Blackstone had read his own text, and now he stood. “Gentlemen, it was a pleasure. Now Jacky and I must go.”
I beat him to the door.
Velveteen vs. The Crossover
by Marion G. Harmon (with permission of Seanan McGuire)
“Superheroes are crisis-magnets. Yeah, sure, a lot of the time we get called or dispatched to deal with whatever mess some supervillain is making, but other times we’re just there when it hits the fan. On my road trip to Oregon I just happened to stop where an old teammate led a crustacean uprising against the Isley Crawfish Festival (really), and then got a temp-job at Andy’s Coffee Palace to fix my old beater of a car. Andy’s Coffee Palace’s perky manager Cyndi (yes, with an ‘i’) led the Midnight Bean Society, a cult powered by black coffee from the Sacred Bean cultivated in natural caverns beneath an Aztec temple and burial ground. Yeah, they tried to
use it to ascend to a higher plane and rule as gods, and yeah Andy’s got sucked into another dimension. My point is that superheroes go looking for trouble in self-defense; at least then we see it coming.”

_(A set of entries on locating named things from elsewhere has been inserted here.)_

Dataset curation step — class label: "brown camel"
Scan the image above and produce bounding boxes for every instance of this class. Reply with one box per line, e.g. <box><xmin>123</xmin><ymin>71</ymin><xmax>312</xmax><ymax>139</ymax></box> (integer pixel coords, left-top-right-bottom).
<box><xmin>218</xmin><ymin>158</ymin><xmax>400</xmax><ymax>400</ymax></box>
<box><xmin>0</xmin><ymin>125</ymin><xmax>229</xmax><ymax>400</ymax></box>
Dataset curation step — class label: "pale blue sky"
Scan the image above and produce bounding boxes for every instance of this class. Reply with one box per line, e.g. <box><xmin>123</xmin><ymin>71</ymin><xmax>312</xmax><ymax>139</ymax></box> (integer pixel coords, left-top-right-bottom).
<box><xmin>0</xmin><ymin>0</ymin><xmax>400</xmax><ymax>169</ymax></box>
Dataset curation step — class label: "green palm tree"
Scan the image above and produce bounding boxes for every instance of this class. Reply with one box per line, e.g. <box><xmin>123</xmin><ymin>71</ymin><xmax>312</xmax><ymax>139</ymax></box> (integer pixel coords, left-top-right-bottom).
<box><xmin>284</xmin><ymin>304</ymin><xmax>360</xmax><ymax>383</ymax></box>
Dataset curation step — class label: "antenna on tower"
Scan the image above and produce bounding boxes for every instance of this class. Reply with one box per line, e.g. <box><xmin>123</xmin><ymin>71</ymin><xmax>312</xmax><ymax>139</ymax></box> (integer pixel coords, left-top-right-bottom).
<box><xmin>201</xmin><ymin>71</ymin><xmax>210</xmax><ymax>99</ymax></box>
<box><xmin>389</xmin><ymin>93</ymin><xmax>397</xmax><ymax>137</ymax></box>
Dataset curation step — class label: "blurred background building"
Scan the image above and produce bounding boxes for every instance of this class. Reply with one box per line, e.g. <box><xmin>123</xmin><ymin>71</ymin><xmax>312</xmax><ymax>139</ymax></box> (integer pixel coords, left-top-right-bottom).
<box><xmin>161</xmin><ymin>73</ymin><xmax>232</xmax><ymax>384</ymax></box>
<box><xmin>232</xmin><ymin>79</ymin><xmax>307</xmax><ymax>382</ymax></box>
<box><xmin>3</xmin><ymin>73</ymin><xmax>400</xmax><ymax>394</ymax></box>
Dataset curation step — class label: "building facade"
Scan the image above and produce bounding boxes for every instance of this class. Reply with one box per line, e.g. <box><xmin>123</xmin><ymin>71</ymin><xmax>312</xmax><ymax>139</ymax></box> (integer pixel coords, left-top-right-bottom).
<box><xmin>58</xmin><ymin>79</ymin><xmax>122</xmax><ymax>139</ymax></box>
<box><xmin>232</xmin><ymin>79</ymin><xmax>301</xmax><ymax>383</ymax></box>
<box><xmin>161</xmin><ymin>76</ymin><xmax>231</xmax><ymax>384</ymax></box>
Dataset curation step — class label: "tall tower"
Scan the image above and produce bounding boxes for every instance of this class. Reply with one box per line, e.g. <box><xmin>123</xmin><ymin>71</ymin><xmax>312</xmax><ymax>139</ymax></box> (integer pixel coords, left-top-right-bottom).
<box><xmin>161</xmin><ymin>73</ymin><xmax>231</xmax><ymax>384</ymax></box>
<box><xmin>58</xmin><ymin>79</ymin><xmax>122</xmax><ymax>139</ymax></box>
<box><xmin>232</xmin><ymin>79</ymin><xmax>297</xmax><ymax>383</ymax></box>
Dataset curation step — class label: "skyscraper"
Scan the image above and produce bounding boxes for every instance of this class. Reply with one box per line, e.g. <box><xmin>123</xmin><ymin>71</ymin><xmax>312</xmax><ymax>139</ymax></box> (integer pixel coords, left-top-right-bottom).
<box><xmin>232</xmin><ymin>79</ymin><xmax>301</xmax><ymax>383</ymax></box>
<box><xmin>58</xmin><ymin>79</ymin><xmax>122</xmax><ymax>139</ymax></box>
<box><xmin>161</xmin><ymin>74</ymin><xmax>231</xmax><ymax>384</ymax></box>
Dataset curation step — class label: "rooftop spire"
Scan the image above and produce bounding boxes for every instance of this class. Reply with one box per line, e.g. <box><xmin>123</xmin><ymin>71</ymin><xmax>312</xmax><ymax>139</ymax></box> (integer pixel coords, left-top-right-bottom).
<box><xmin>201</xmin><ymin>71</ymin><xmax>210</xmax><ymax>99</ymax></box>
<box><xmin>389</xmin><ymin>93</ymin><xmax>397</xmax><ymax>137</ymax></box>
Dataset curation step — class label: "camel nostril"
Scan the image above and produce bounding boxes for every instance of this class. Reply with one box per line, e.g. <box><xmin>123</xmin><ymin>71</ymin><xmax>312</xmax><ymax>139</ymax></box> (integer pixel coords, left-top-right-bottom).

Velma “Velveteen” Martinez
Velveteen heard the explosion from five blocks away and was down on the ground and skating her Tony Trains up the empty street in under a minute. She’d found the sturdy little anthropomorphized engines at the local Good Will on her last foray into the donated toys section; it was like riding two skateboards at once, but the game little trains cooperated to stay under her feet and sped her along fast enough that she beat anyone else to the scene. That it was the middle of the night helped.
This part of Portland had been hit hard by the recession. A lot of the shops and warehouses were closed up, and the one that had exploded was a failed glass distributor. The small warehouse full of mirrors and window-glass and custom frames had been boarded up for months; now it looked like an air-bomb had exploded inside—no flames, but overpressure had blown out the boards and the windows behind them.
Velveteen called it in just in case an ambulance was needed, hopped off the wheezing trains and crunched through glass to carefully climb inside. “Hello?” she called into the dim interior. Against all odds, some security lights had stayed intact and Vel made more light by pulling a Miner Joe from her utility belt. The action-figure ran ahead of her, helmet-lamp lighting up an impossibly wide field for his size. For good measure, she sent a handful of plastic doodlebugs scampering into the shattered spaces to look for injured.
When nobody answered she shrugged and ducked her head so her bunny ears cleared the edges of drooping glass, and stepped over the window frame.
Glass crackled in front of her, and she pulled up short. “Hello?”
“Yes?” someone answered. The voice sounded shaky and young, but unhurt, which seemed impossible.
“Where are you?” Velveteen peered around, waved Joe in what she thought was the right direction. “Don’t move, it’s not safe.”